Transmitter calibration

[juangallostra]

Note: I think this is possibly one of the most complex pieces of software I have ever developed. This might be due to either the problem being actually complex or me lacking programming experience (or a bit of both).

TO DO List

• After TX calibration, set the successful/error flag depending on the calibration result.
• Compute mappings and apply them when getting new demands.
• If the transmitter has not been calibrated bypass the mapping

Linked issue: #56

The implementation of the transmitter calibration has been developed with the following idea in mind: That it has to be self-contained. Why? These are the main reasons that come off the top of my head:

1. It seems reasonable to, if possible, perform all the actions that are related with a particular MSP message inside its respective handler. Even more when the action to perform does not affect the global behavior of the drone and is just an additional feature.
2. Furthermore, MSP message handling is currently done inside the Hackflight class, which is the main class of the firmware that includes the core functionalities that allow the Mosquitos to fly. Keeping this class simple is a must to avoid bugs and make it easy to understand and follow. This means that any unnecessary variables and methods should be avoided at all costs. Ideally handlers will be moved away from the Hackflight class, but this is not the case yet.
3. Since it is a specific feature that will be only used from time to time, having helper methods and variables hanging around only adds noise and makes code harder to understand.

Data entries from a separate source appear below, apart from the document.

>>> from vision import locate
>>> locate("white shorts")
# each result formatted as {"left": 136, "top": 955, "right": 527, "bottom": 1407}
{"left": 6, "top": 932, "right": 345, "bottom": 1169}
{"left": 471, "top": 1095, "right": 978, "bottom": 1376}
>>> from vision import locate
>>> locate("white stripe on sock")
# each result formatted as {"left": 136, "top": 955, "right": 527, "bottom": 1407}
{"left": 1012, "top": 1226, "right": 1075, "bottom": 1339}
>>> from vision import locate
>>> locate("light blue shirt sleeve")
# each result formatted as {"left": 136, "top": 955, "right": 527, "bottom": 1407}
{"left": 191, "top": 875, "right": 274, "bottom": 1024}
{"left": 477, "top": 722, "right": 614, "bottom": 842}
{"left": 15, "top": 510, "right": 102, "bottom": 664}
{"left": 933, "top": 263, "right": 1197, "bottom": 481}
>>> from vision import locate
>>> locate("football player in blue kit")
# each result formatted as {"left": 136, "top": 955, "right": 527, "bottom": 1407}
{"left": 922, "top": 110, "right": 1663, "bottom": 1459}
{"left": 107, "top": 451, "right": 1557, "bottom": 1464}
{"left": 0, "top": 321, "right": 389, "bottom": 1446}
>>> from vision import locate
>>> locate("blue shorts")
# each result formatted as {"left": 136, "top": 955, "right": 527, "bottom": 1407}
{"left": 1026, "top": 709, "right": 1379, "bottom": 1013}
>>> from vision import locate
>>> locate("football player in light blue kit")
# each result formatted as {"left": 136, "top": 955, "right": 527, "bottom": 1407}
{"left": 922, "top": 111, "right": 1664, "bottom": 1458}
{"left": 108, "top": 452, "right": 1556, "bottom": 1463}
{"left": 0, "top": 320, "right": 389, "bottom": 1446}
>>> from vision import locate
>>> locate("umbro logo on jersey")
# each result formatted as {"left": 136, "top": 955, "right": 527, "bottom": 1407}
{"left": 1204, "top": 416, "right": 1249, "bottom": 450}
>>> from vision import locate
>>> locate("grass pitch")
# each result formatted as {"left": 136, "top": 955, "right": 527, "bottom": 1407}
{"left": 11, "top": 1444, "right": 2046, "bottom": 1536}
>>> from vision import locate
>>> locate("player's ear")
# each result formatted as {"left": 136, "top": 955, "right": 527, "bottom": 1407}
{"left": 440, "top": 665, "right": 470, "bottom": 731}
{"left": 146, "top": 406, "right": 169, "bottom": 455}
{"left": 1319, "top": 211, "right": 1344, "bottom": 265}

Principle of operation (It is a good idea to read the code with the following diagram at hand)

were the calibration stage is controlled by a switch construction, looping and processing new frames is achieved with a while and switching between calibration stages via recursive calls to handle_RC_CALIBRATION_Request.

Please read this carefully to fully understand the code:
There are some subtleties in the modifications contained in this PR that deserve an explanation. Each of them has its own reasons to exist, reasons that are explained below.

1. Including a new method that enables polling for new transmitter frames:
   New transmitter frames are obtained via the SerialEvent call that occurs whenever new data comes in the hardware serial RX. This routine is run between each time loop() runs, so if the program gets stuck in a while indefinitely, new TX frames will never be obtained. This is why we need a way to poll the hardware serial to see if new data is available.
   See 1 and 2 for further reference.

2. Moving the assignation _state = IDLE in mspparser.hpp before the checksum validation:
   We are recursively calling the dispatchRequestMessage in mspparser.hpp, which means that the call to the parse method does not return until the calibration process ends. If the assignation of the parser state to IDLE is done after the call to dispatchRequestMessage, once we enter the TX calibration process the parser status will be left at HEADER_CMD. This means that the next MSP message will not be processed properly - since the parser state is not properly set- and hence we might lose relevant data. To solve this and enable recursive calls in MSP message handlers, the parser state should be set to IDLE before dispatching the request.

Description of the issue/feature this PR addresses

Linked issue: #56

Include in the firmware a new process/feature/task that allows to calibrate transmitter values when requested by the platform (via MSP). The goal is to properly map the specific MAX / CENTER / MIN values of each of the sticks of a particular transmitter to the range of values the firmware expects (-1 for MIN, 0 for CENTER and 1 for MAX).

Current behavior before PR

Transmitter calibration cannot be performed because the feature is not implemented.

Desired behavior after PR is merged

The firmware includes a new functionality that can be triggered from the platform via MSP and that enables transmitter calibration. Once the transmitter has been calibrated, stick inputs are mapped to the correct and expected range.